As regards the identification of the loan sharks, Abdullahi said a big success the Commission had recorded in addressing the issues with loan apps was the identification of the companies behind the apps through its Interim Regulation.

The Acting EVC/CEO of the Commission noted before the regulation during his predecessor’s tenure, there was no way to trace any of the companies operating the loan apps.

He also affirmed that hitherto, “when they did what they used to do, there was no way you could put names to the companies or their location.

“It took us a long time before we could identify where they are operating from.”

Abdullahi stated: “What they used to do is immediately you get a loan from them they have access to your phone numbers.

“So, they can now go ahead and harass your family or employer. Some people lost their jobs through that.

“People even lost their lives. We don’t want that kind of harassment. What we want is to have a safe place where they can operate.”
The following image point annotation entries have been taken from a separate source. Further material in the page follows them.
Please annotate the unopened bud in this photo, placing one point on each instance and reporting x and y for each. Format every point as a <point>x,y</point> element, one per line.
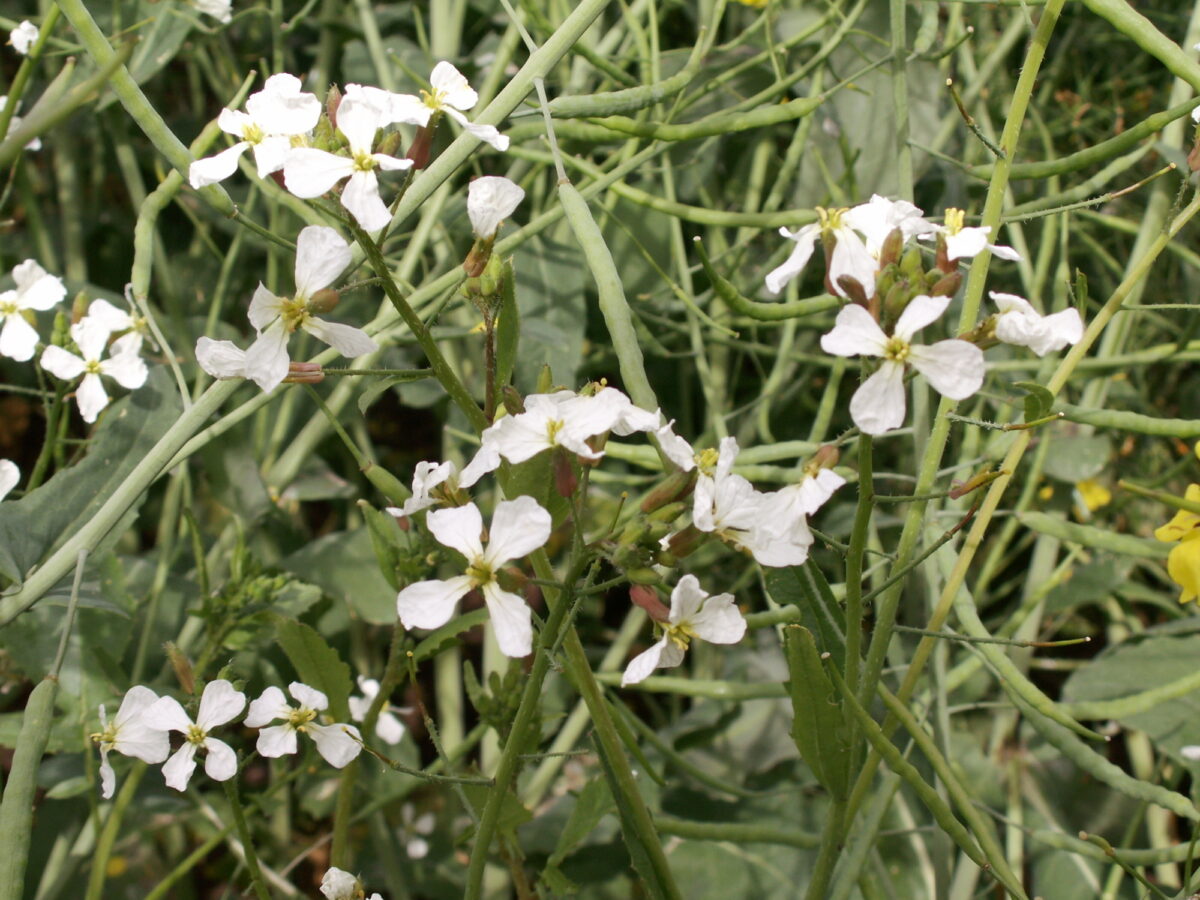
<point>324,300</point>
<point>675,487</point>
<point>947,286</point>
<point>305,373</point>
<point>648,599</point>
<point>183,667</point>
<point>565,480</point>
<point>892,249</point>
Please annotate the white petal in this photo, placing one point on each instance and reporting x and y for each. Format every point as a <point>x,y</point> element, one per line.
<point>9,477</point>
<point>490,201</point>
<point>221,762</point>
<point>309,697</point>
<point>167,714</point>
<point>282,108</point>
<point>351,342</point>
<point>337,743</point>
<point>459,527</point>
<point>430,604</point>
<point>220,703</point>
<point>519,527</point>
<point>510,618</point>
<point>719,621</point>
<point>60,364</point>
<point>91,397</point>
<point>18,341</point>
<point>221,359</point>
<point>643,664</point>
<point>361,198</point>
<point>955,369</point>
<point>805,240</point>
<point>322,255</point>
<point>179,768</point>
<point>107,777</point>
<point>267,360</point>
<point>271,705</point>
<point>855,333</point>
<point>36,289</point>
<point>310,173</point>
<point>879,405</point>
<point>453,85</point>
<point>216,168</point>
<point>276,741</point>
<point>919,312</point>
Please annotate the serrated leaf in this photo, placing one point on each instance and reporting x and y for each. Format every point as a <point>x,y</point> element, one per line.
<point>817,725</point>
<point>317,665</point>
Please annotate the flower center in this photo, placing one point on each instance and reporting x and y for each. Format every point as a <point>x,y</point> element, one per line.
<point>897,349</point>
<point>831,219</point>
<point>364,162</point>
<point>299,718</point>
<point>679,634</point>
<point>195,735</point>
<point>294,313</point>
<point>480,573</point>
<point>253,133</point>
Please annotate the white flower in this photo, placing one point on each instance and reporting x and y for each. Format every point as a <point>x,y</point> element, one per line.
<point>850,256</point>
<point>694,613</point>
<point>9,477</point>
<point>340,885</point>
<point>562,419</point>
<point>124,365</point>
<point>426,477</point>
<point>490,201</point>
<point>220,703</point>
<point>310,172</point>
<point>36,289</point>
<point>321,257</point>
<point>725,504</point>
<point>450,94</point>
<point>23,36</point>
<point>130,735</point>
<point>273,115</point>
<point>965,243</point>
<point>388,726</point>
<point>15,123</point>
<point>337,743</point>
<point>220,10</point>
<point>519,527</point>
<point>876,219</point>
<point>1019,323</point>
<point>954,367</point>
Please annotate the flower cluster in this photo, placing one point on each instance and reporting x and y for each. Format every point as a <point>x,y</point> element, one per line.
<point>282,125</point>
<point>891,298</point>
<point>144,720</point>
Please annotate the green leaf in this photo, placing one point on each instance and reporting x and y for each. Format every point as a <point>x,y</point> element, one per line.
<point>1038,400</point>
<point>34,526</point>
<point>1093,537</point>
<point>817,724</point>
<point>317,665</point>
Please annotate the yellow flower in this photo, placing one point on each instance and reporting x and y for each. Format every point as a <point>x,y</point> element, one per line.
<point>1183,567</point>
<point>1183,523</point>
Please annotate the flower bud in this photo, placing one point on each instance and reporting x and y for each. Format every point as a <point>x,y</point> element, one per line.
<point>324,300</point>
<point>675,487</point>
<point>648,599</point>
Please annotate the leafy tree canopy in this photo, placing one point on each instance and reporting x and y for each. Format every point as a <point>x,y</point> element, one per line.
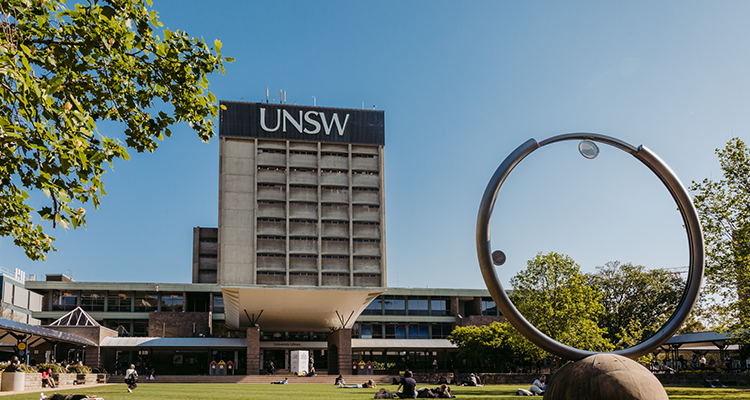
<point>724,209</point>
<point>637,302</point>
<point>553,295</point>
<point>480,342</point>
<point>62,71</point>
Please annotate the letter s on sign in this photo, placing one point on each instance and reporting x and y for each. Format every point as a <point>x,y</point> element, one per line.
<point>309,119</point>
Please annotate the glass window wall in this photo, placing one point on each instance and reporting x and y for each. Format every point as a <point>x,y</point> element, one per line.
<point>64,300</point>
<point>119,302</point>
<point>92,301</point>
<point>146,302</point>
<point>171,302</point>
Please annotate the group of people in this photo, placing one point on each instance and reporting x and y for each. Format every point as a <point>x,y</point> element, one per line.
<point>407,389</point>
<point>537,388</point>
<point>341,384</point>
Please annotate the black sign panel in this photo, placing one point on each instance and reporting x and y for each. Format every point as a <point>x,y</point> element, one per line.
<point>318,124</point>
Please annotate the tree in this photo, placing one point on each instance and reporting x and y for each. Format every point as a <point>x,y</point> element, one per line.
<point>724,209</point>
<point>637,302</point>
<point>478,343</point>
<point>552,294</point>
<point>62,71</point>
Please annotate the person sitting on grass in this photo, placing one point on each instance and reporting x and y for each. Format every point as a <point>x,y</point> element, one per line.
<point>48,379</point>
<point>369,384</point>
<point>58,396</point>
<point>409,385</point>
<point>444,392</point>
<point>538,386</point>
<point>711,382</point>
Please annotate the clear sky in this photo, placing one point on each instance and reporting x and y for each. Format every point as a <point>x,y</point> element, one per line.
<point>462,84</point>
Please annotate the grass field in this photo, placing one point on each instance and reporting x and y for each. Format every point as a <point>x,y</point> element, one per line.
<point>154,391</point>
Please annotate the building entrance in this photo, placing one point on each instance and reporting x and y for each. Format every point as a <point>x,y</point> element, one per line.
<point>278,357</point>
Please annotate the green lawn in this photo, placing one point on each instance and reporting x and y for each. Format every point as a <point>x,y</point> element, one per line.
<point>153,391</point>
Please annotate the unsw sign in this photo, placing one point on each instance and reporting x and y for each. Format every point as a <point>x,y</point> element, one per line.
<point>275,121</point>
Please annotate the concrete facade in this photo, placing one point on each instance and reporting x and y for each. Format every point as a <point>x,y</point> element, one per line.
<point>179,324</point>
<point>253,351</point>
<point>299,214</point>
<point>340,352</point>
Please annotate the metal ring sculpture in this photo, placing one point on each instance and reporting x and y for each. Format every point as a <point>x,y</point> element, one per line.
<point>679,194</point>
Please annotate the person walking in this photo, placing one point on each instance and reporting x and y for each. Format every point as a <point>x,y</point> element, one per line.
<point>131,377</point>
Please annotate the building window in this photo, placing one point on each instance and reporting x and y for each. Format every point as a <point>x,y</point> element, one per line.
<point>64,300</point>
<point>92,301</point>
<point>146,302</point>
<point>489,308</point>
<point>122,326</point>
<point>377,331</point>
<point>420,331</point>
<point>395,331</point>
<point>418,307</point>
<point>374,308</point>
<point>441,331</point>
<point>171,302</point>
<point>119,302</point>
<point>439,307</point>
<point>218,304</point>
<point>140,328</point>
<point>395,306</point>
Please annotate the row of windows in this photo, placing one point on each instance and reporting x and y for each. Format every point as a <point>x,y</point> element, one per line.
<point>313,153</point>
<point>315,203</point>
<point>337,257</point>
<point>313,221</point>
<point>330,188</point>
<point>126,301</point>
<point>325,239</point>
<point>401,331</point>
<point>340,274</point>
<point>398,305</point>
<point>324,170</point>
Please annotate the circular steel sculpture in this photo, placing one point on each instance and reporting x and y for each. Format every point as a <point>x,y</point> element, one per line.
<point>679,194</point>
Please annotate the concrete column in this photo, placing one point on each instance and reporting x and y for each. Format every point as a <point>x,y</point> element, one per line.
<point>476,306</point>
<point>92,357</point>
<point>253,351</point>
<point>340,358</point>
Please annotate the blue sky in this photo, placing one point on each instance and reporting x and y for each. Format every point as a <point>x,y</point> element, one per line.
<point>462,84</point>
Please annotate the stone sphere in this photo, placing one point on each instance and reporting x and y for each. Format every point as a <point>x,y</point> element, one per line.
<point>604,377</point>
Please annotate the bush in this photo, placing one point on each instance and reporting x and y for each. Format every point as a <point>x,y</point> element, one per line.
<point>56,369</point>
<point>21,367</point>
<point>79,369</point>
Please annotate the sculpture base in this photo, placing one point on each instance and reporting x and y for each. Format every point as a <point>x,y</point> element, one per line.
<point>604,377</point>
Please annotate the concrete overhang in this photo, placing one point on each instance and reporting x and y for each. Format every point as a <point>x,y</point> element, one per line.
<point>285,309</point>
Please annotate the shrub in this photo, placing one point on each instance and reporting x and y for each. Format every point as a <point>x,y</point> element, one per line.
<point>56,369</point>
<point>79,369</point>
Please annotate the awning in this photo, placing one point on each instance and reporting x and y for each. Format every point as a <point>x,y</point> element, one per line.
<point>199,342</point>
<point>10,329</point>
<point>283,309</point>
<point>415,344</point>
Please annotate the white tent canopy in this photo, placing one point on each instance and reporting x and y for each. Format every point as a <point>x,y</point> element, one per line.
<point>284,309</point>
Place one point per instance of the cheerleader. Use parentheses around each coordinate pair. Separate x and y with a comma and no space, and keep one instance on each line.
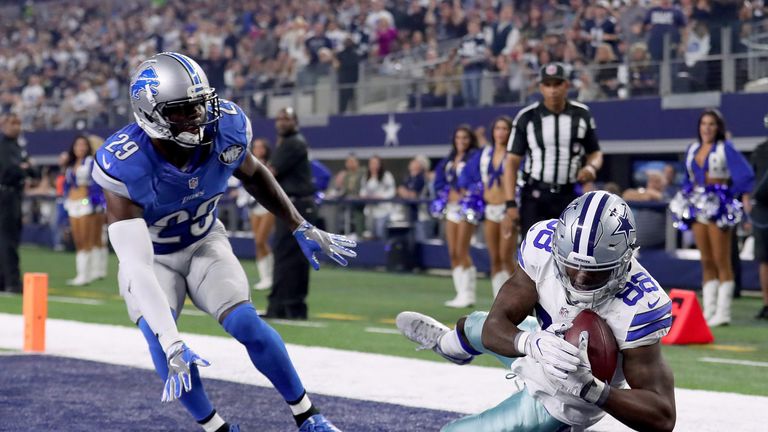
(262,222)
(486,169)
(84,203)
(458,230)
(717,173)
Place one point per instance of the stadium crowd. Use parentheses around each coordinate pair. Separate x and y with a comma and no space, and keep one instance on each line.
(66,64)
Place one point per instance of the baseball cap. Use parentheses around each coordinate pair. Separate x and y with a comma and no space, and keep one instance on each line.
(554,71)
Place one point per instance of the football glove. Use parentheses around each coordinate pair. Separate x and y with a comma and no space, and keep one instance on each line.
(313,240)
(581,383)
(180,359)
(550,350)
Meanwhile, Dr. Abdullahi has said the market regulatory Commission will try to strike a balance between the continuous operations of the loan apps and the consumers’ defaulting in repaying their loans.

Despite the challenges, however, the Acting Executive Vice-Chairman of FCCPC said the loan apps are playing important roles in the economy.

He added: “Yes, they give loans here and there and they must collect their loans back, but they do not have to go ahead and destroy families and lives in the process of collecting back their loans.

“So that is what this regulation that we’re coming up with will address. We are trying to balance everything.”